New Climate Report Affirms Importance of Efficiency
Riding on the coattails of a flurry of legislative activity occurring before August recess, House Democrats released their highly anticipated Climate Crisis Action Plan yesterday, billed as the most ambitious climate plan ever introduced.
The Action Plan was introduced by the House Select Committee on the Climate Crisis, a bipartisan committee chaired by Rep. Kathy Castor (D-Fla.) that was created in January 2019 with a mission to develop recommendations to achieve substantial and permanent reductions in greenhouse gas emissions (GHGs) and other activities that contribute to climate change. Consultations with thousands of stakeholders and analytical modelling undertaken for more than a year culminated in virtually hundreds of policy recommendations that, if enacted, could set the country on a path to achieving net-zero GHG by 2050.
The 547-page, almost encyclopedic report confirms what we’ve known for a long time: efficiency is a critical component for achieving deep emissions reductions. It’s also great to see that efficiency and equity are woven throughout almost all the plan’s 12 “pillars,” rather than siloed to one section. Here are some of the ‘best in efficiency’ recommendations included.
The report includes significant components of all four of the Alliance’s COVID-19 policy priorities for recovery, helping to create jobs, benefit consumers and business owners, and build resilience:
- Tax policy is identified as a key tool for expediting the deployment of energy efficiency. Recommendations align with the Alliance’s work on tax incentives, including strengthening and modernizing the Sec. 25C tax credit for homeowner improvements, the 179D tax deduction for commercial buildings, and the 45L tax credit for construction of high-efficiency new homes.
- Many of the Alliance’s 50x50 principles are included, such as maintaining and improving existing infrastructure and bringing it up to a state of good repair. Specific recommendations include doubling federal spending on public transit, extending consumer tax credits for the purchase of EVs, extending the 30C alternative fuel infrastructure tax credit, authorizing grants to deploy EV charging infrastructure along the national highway system, and robust demonstration and pilot deployments to ensure that burgeoning technologies achieve efficient outcomes.
- The recommendations also pull right from the Alliance’s Small Business Energy Efficiency Grant Program proposal, which would create a Department of Energy grant program to enable small businesses to make cost-saving energy efficiency upgrades by leveraging existing utility DSM programs (and other state or commission-approved third-party programs) to cover the customer cost-share of efficiency projects, therefore eliminating the cost of upgrades for small businesses.
- The report places a premium on resilience, suggesting the Open Back Better Act of 2020 (H.R. 7303/S. 4060) as a good place to start. The bill, jointly released by Rep. Lisa Blunt Rochester (D-Del.) and Sen. Tina Smith (D-Minn.) this week, would authorize $20 billion over four years for states, federal agencies, and tribes to upgrade the resilience and energy efficiency of mission critical public building infrastructure. It squarely aligns with the Mission Critical Facilities Program proposed by the Alliance and other groups.

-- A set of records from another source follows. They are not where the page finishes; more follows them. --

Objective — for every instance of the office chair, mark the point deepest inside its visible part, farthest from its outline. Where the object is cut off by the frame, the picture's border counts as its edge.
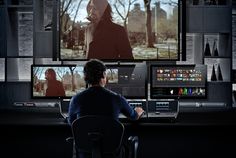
(101, 137)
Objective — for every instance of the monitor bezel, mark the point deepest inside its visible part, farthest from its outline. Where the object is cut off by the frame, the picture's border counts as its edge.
(177, 97)
(129, 66)
(48, 65)
(57, 39)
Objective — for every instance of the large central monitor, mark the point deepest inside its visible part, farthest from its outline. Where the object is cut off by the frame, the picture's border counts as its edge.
(127, 80)
(178, 81)
(56, 81)
(152, 32)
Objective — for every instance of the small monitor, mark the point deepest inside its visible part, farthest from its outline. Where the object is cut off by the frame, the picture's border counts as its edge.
(56, 81)
(178, 81)
(127, 80)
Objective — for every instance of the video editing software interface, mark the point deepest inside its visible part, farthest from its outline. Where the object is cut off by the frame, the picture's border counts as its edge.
(127, 80)
(178, 81)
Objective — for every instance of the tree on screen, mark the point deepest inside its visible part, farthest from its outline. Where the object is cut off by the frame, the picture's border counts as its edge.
(122, 8)
(149, 37)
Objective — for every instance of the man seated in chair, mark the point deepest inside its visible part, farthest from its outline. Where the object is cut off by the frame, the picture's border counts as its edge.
(97, 100)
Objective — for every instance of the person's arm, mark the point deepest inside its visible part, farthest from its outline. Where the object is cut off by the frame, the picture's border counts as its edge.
(74, 110)
(133, 114)
(123, 45)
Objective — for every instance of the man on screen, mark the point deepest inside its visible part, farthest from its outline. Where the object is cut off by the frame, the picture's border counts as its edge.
(103, 38)
(54, 87)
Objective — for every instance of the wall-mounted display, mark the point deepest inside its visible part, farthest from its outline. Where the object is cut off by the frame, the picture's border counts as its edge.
(125, 37)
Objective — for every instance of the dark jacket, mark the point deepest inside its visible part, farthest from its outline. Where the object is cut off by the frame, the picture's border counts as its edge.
(97, 100)
(108, 41)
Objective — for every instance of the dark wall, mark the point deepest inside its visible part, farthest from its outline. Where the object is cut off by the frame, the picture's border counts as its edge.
(154, 141)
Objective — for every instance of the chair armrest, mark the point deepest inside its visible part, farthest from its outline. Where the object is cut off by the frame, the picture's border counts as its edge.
(133, 146)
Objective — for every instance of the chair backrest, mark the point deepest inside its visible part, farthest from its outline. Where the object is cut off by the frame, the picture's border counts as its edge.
(97, 135)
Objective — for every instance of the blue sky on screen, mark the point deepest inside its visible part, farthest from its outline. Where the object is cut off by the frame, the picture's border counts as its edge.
(83, 14)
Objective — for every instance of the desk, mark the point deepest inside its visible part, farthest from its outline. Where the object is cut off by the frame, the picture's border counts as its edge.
(30, 133)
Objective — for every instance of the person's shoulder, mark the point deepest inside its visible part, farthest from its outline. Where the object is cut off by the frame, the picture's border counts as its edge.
(117, 27)
(80, 94)
(112, 93)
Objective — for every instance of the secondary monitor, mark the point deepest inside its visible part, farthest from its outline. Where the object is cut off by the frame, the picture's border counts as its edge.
(56, 81)
(127, 80)
(178, 81)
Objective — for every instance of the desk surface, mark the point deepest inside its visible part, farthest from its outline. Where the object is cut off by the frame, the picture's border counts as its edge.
(52, 117)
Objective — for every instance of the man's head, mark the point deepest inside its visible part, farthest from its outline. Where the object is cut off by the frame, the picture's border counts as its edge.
(99, 10)
(94, 72)
(50, 74)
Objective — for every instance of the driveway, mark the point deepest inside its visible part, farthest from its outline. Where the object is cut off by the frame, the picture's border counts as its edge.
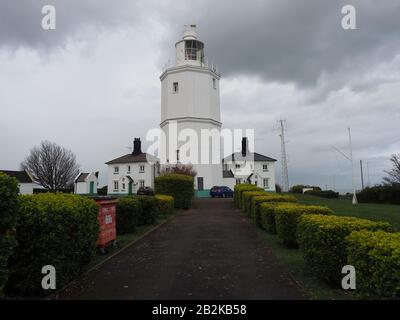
(208, 252)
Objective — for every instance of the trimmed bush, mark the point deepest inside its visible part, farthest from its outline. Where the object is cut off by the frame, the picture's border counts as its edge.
(179, 186)
(53, 229)
(239, 189)
(128, 212)
(8, 220)
(165, 204)
(330, 194)
(376, 258)
(268, 197)
(286, 217)
(267, 215)
(148, 210)
(246, 199)
(323, 242)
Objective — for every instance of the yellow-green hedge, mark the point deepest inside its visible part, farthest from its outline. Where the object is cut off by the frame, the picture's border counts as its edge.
(246, 199)
(323, 242)
(286, 217)
(268, 197)
(165, 204)
(267, 215)
(376, 258)
(239, 189)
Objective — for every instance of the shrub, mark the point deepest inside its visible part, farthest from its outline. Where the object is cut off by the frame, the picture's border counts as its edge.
(8, 220)
(239, 189)
(268, 197)
(330, 194)
(322, 240)
(53, 229)
(165, 204)
(380, 194)
(376, 258)
(127, 214)
(148, 210)
(286, 217)
(267, 215)
(247, 196)
(179, 186)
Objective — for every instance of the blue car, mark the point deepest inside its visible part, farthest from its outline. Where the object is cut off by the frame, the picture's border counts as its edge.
(221, 192)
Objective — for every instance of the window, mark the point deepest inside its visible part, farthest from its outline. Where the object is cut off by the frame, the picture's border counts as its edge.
(175, 87)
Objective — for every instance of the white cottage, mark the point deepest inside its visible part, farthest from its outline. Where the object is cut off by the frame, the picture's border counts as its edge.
(131, 171)
(25, 181)
(86, 183)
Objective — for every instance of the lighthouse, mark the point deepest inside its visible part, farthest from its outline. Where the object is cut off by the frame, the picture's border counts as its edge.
(190, 111)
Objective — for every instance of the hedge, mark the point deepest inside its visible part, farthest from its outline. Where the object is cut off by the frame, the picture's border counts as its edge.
(267, 215)
(179, 186)
(8, 219)
(239, 189)
(165, 204)
(53, 229)
(376, 258)
(323, 242)
(330, 194)
(246, 199)
(286, 217)
(127, 214)
(268, 197)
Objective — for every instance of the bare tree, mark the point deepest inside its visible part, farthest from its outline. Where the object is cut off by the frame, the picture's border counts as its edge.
(394, 174)
(51, 165)
(186, 169)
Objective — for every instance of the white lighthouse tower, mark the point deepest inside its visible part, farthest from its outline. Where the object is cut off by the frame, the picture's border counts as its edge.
(190, 102)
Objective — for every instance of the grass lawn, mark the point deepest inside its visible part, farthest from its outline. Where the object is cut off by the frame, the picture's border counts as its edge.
(382, 212)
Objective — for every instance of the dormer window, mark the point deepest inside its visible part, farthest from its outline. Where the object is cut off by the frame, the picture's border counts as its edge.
(175, 87)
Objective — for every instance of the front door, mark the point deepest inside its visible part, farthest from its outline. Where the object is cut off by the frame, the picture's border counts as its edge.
(200, 183)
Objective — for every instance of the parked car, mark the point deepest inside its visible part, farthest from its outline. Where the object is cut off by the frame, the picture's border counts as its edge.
(221, 192)
(145, 191)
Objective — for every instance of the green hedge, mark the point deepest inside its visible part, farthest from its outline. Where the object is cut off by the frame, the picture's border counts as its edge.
(323, 242)
(376, 258)
(53, 229)
(267, 215)
(239, 189)
(165, 204)
(179, 186)
(127, 214)
(247, 196)
(8, 219)
(268, 197)
(286, 217)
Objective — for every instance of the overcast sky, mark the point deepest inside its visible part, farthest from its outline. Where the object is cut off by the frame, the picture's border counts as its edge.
(93, 84)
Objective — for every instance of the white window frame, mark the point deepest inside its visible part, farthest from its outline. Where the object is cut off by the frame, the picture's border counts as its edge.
(175, 87)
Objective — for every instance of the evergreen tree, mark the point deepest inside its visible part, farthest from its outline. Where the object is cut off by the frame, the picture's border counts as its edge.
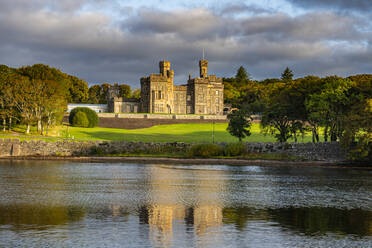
(239, 124)
(287, 75)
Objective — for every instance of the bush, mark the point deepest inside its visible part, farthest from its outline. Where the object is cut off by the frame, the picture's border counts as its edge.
(205, 150)
(80, 120)
(91, 115)
(234, 149)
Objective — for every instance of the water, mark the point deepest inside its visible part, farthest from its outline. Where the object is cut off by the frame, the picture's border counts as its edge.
(64, 204)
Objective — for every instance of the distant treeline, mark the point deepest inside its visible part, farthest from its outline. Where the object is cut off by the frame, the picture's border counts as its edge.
(38, 95)
(339, 107)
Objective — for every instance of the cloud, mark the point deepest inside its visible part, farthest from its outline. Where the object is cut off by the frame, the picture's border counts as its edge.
(99, 47)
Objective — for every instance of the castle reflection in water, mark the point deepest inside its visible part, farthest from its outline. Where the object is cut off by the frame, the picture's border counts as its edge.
(175, 205)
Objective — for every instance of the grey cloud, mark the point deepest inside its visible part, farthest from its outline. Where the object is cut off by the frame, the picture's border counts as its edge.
(241, 8)
(311, 26)
(90, 46)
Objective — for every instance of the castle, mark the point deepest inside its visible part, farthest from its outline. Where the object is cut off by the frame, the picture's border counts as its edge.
(202, 95)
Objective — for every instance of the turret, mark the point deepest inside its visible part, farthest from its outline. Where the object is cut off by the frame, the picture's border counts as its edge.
(203, 65)
(164, 68)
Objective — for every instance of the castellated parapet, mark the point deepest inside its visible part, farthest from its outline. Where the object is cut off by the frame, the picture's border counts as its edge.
(203, 95)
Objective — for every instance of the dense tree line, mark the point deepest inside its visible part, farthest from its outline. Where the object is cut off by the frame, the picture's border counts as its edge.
(340, 107)
(98, 93)
(37, 95)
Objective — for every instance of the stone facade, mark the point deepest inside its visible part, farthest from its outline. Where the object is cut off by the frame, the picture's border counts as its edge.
(202, 95)
(331, 152)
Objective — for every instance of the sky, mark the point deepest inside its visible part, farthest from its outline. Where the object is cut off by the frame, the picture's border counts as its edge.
(124, 40)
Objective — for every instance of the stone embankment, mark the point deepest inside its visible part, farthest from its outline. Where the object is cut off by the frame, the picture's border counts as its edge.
(331, 152)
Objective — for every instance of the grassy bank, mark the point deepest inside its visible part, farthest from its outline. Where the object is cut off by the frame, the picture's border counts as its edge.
(188, 133)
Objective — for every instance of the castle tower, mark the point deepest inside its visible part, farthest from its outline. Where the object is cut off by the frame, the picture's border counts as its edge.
(203, 66)
(164, 68)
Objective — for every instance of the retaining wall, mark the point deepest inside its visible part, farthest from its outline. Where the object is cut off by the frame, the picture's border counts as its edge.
(14, 147)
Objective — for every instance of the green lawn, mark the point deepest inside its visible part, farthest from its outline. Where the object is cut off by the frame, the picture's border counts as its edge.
(169, 133)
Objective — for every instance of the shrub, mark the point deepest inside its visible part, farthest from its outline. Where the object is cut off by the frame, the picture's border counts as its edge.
(205, 150)
(91, 115)
(234, 149)
(80, 120)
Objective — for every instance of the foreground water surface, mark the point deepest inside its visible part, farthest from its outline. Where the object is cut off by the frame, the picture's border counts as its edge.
(65, 204)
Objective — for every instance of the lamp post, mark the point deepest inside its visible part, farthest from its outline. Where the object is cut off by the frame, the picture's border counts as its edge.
(213, 131)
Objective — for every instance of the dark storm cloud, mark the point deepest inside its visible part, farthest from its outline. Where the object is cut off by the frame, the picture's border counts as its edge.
(97, 48)
(359, 5)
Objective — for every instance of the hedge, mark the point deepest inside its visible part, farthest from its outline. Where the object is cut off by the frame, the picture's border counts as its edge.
(91, 115)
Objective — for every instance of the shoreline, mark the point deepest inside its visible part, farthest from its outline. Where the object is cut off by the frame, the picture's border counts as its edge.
(197, 161)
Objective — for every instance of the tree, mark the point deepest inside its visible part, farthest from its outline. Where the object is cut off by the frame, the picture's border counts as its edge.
(124, 91)
(78, 90)
(90, 114)
(239, 124)
(282, 115)
(80, 120)
(136, 94)
(94, 94)
(242, 77)
(287, 75)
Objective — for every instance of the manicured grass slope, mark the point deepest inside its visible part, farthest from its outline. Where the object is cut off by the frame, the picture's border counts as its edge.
(171, 133)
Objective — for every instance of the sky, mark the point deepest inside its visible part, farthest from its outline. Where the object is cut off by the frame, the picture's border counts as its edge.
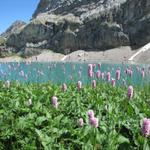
(12, 10)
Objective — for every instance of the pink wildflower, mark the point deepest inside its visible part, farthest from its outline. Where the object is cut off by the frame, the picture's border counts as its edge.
(146, 127)
(113, 82)
(94, 122)
(79, 85)
(130, 91)
(81, 122)
(118, 74)
(98, 74)
(108, 76)
(94, 83)
(64, 87)
(90, 113)
(54, 101)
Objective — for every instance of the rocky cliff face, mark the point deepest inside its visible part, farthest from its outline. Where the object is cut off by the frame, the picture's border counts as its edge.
(15, 27)
(69, 25)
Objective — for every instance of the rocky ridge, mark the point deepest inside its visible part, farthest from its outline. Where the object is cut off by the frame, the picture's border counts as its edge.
(69, 25)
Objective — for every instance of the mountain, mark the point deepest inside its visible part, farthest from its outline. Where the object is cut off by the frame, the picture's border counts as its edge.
(15, 27)
(69, 25)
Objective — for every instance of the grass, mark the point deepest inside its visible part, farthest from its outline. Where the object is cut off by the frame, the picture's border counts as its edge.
(41, 126)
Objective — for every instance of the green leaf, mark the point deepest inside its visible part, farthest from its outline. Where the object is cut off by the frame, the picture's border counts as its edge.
(122, 139)
(40, 120)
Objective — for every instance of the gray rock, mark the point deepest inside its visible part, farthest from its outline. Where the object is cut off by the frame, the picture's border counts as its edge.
(69, 25)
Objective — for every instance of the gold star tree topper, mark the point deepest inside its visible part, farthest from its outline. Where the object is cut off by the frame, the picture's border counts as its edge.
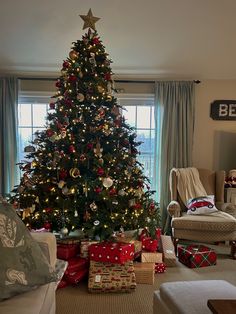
(89, 20)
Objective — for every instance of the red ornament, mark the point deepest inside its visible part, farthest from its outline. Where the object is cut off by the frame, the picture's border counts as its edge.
(47, 225)
(62, 174)
(49, 132)
(113, 191)
(100, 171)
(58, 84)
(137, 206)
(89, 145)
(52, 105)
(107, 76)
(66, 64)
(98, 189)
(96, 41)
(82, 157)
(72, 78)
(68, 102)
(72, 149)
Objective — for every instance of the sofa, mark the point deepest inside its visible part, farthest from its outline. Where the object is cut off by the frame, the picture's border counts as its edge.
(40, 300)
(208, 227)
(185, 297)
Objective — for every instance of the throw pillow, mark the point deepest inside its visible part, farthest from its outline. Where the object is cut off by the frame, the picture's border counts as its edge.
(23, 265)
(202, 205)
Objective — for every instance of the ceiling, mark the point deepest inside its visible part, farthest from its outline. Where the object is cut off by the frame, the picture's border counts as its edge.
(184, 39)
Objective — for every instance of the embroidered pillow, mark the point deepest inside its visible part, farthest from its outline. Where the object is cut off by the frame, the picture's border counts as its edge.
(23, 265)
(202, 205)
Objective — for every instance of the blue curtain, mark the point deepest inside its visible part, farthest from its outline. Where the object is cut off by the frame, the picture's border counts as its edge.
(8, 134)
(174, 116)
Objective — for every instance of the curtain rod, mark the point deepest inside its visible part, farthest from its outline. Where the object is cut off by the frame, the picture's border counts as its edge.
(116, 81)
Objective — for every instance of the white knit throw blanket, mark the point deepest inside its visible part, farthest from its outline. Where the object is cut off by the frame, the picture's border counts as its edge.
(189, 184)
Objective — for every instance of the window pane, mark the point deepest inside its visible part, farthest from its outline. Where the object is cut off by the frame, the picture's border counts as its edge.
(24, 115)
(39, 114)
(143, 117)
(152, 141)
(152, 118)
(25, 137)
(130, 115)
(144, 136)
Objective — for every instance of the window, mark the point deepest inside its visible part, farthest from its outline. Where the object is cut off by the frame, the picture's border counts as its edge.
(31, 117)
(138, 111)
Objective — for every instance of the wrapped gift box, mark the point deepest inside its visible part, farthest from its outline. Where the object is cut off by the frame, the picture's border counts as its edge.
(144, 273)
(148, 257)
(76, 277)
(137, 244)
(112, 252)
(195, 256)
(149, 244)
(76, 264)
(62, 284)
(108, 277)
(160, 268)
(84, 246)
(67, 251)
(168, 250)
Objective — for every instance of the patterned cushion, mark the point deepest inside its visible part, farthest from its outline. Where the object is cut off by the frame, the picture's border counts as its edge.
(218, 221)
(23, 265)
(201, 205)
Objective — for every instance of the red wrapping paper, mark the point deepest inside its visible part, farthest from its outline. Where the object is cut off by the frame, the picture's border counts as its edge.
(76, 264)
(160, 268)
(149, 244)
(67, 251)
(112, 252)
(76, 277)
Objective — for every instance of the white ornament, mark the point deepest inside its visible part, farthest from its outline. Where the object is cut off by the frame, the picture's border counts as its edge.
(64, 231)
(61, 183)
(107, 182)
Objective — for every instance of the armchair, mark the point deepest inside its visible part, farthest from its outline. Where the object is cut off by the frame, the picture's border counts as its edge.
(214, 227)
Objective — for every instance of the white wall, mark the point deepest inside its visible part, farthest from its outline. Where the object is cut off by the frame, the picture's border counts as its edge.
(214, 144)
(214, 140)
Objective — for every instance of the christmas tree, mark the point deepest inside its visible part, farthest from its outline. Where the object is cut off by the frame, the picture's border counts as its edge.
(82, 171)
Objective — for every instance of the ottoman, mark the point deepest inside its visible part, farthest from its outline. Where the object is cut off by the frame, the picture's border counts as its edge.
(185, 297)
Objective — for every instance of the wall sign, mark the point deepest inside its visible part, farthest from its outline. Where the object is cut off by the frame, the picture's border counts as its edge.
(223, 110)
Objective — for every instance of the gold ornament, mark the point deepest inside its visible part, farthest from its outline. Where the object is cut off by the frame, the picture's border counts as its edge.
(107, 182)
(89, 20)
(74, 172)
(80, 97)
(73, 54)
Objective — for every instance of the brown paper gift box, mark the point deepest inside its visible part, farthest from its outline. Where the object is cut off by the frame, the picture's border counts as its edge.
(84, 246)
(107, 277)
(168, 249)
(144, 272)
(148, 257)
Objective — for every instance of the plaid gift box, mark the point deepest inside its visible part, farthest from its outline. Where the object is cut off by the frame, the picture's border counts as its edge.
(149, 244)
(107, 277)
(75, 277)
(67, 251)
(160, 268)
(148, 257)
(144, 273)
(195, 256)
(137, 244)
(112, 252)
(76, 264)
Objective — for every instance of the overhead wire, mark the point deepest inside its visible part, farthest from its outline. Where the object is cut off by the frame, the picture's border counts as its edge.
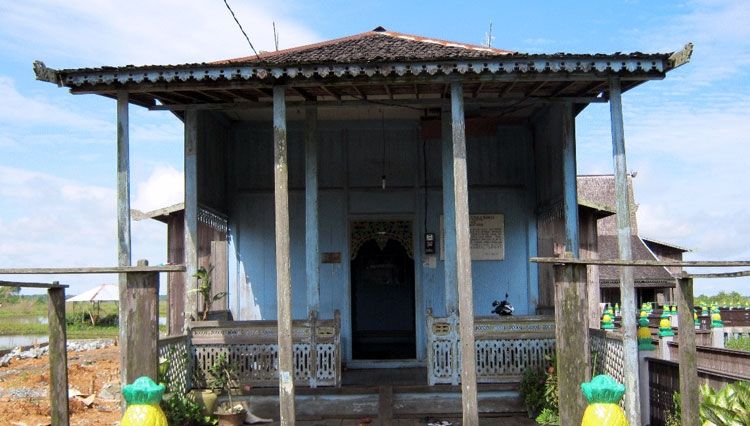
(243, 30)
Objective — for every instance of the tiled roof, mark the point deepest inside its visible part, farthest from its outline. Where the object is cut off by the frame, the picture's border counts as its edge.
(609, 276)
(374, 46)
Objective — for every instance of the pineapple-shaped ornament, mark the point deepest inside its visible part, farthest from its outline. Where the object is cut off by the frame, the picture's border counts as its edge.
(603, 394)
(143, 398)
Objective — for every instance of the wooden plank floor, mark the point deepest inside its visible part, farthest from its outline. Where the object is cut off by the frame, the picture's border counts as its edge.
(499, 421)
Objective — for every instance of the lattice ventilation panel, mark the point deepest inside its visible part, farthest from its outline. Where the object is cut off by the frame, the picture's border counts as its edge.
(259, 363)
(177, 352)
(609, 356)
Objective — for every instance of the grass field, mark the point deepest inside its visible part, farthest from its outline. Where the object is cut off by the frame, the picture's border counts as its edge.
(22, 317)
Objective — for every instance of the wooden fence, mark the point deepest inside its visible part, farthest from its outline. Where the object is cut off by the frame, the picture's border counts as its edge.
(717, 359)
(175, 350)
(505, 347)
(252, 348)
(664, 381)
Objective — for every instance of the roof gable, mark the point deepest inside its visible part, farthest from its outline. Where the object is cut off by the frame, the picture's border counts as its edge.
(376, 46)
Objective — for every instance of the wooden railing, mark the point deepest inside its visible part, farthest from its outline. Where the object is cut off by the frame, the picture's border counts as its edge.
(176, 351)
(252, 348)
(664, 381)
(723, 360)
(505, 347)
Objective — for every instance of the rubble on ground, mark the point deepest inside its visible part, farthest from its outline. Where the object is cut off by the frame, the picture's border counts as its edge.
(37, 351)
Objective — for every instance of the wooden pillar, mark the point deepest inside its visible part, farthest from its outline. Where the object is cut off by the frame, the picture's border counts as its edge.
(219, 274)
(449, 216)
(689, 384)
(283, 269)
(571, 296)
(58, 356)
(627, 289)
(191, 216)
(312, 251)
(570, 191)
(463, 260)
(142, 330)
(572, 339)
(123, 211)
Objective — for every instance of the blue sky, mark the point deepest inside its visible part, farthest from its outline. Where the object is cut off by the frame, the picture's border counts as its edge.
(686, 136)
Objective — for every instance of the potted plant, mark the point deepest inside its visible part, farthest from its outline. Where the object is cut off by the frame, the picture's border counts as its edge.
(204, 288)
(224, 378)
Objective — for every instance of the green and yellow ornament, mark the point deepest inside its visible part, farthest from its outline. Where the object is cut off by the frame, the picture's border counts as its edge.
(603, 394)
(143, 398)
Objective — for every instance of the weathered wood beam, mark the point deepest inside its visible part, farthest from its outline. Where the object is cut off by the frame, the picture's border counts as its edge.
(142, 330)
(305, 94)
(624, 241)
(387, 88)
(572, 339)
(449, 216)
(123, 213)
(58, 355)
(375, 80)
(463, 260)
(82, 270)
(330, 93)
(31, 285)
(618, 262)
(357, 91)
(536, 88)
(283, 256)
(312, 251)
(191, 215)
(570, 187)
(508, 87)
(243, 94)
(477, 90)
(689, 384)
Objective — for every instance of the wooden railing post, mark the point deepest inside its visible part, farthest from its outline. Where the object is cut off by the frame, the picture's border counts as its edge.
(141, 307)
(313, 381)
(690, 399)
(572, 339)
(58, 356)
(283, 255)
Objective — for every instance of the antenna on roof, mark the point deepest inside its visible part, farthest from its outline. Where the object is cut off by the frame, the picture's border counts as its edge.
(275, 37)
(241, 29)
(488, 37)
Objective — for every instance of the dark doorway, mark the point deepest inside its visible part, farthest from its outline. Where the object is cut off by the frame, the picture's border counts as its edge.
(383, 323)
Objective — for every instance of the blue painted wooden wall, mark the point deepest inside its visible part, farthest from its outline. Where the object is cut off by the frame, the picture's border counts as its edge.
(501, 179)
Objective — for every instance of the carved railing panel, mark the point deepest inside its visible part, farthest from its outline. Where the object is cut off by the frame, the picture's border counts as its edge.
(505, 347)
(251, 346)
(607, 352)
(176, 350)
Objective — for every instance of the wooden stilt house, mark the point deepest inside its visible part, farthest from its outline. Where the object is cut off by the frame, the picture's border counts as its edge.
(380, 191)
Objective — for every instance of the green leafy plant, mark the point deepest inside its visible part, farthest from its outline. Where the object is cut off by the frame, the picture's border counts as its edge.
(728, 406)
(205, 285)
(739, 344)
(548, 417)
(674, 417)
(532, 391)
(180, 411)
(223, 376)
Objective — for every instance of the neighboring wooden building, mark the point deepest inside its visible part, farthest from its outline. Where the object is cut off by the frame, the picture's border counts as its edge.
(653, 284)
(212, 249)
(351, 173)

And of course, the plan is chock-full of ‘bread-and-butter’ efficiency policies that have been central to our advocacy efforts, including recommending that Congress incentivize state and local adoption of updated model building codes, establish a national energy benchmarking program for all commercial buildings, incentivize the adoption of performance-based building standards, increase Weatherization Assistance Program funding, and increase the efficiency of our nation’s water systems by establishing a Water Efficiency and Conservation Block Grant Program.
It’s refreshing to see that the plan also urges Congress to harness the power of digital technologies to make our energy system more efficient and resilient. This reinforces the work being undertaken by the Active Efficiency Collaborative – a coalition of stakeholders committed to crafting policy frameworks that ensure that we get this energy transition right. To achieve deeper energy savings, the Committee recommends that Congress expand federal research on ‘smart’ building energy systems, grid-connected demand-side management technologies, and coordination of building energy systems with onsite electricity generation and energy storage.
Let’s Maximize Energy Efficiency
The report emphatically states that we need to maximize energy efficiency to tackle the climate crisis. We couldn’t agree more, and we look forward to working with lawmakers on both sides of the aisle to translate these recommendations into law.